A state senator from Tucson submitted the first bill for the 2016 legislative session, and it addresses growing concerns over the state's specialty license plates.
"When you look at all these different plates that are special plates, they don't look like they're from Arizona anymore," said Sen. Steve Farley, the senate minority leader, who represents parts of Tucson.
Farley echoed a message from the state's county sheriffs. They have opposed all new specialty plates up for consideration in the Legislature for at least the last three years.

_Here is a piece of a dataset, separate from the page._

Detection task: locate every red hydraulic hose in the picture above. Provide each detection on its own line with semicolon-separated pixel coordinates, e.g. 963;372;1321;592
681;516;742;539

"It makes it difficult for law enforcement officers as well as citizens to quickly identify license plates in emergency situations," said a lobbyist for the sheriffs earlier this year, as a legislative committee considered adding a plate that commemorates U.S. Marines.
In all, Arizona offers motorists 63 different specialty plates. Some send money to charity. Others earmark money for government programs. The plates range from child abuse awareness to the Arizona Cardinals Charities, and raised an estimated $6.3 million for social causes during the 2015 fiscal year.
But it is the proliferation of the number and styles of plates, and their potential effects on witnesses to crimes that have resonated at the state Legislature.
"If you're a witness to a crime, and you have three or four seconds to get that plate, you don't even know where it's from," said Farley, who introduced the bill, known as SB 1001, which would standardize the look of the specialty plates, while preserving the ability for charitable and social causes to use the program as a source of funding. A similar measure passed the Senate this year, but failed to gain traction in the House.
"A license plate is there for one reason, and that is to identify the car for law enforcement," Farley said.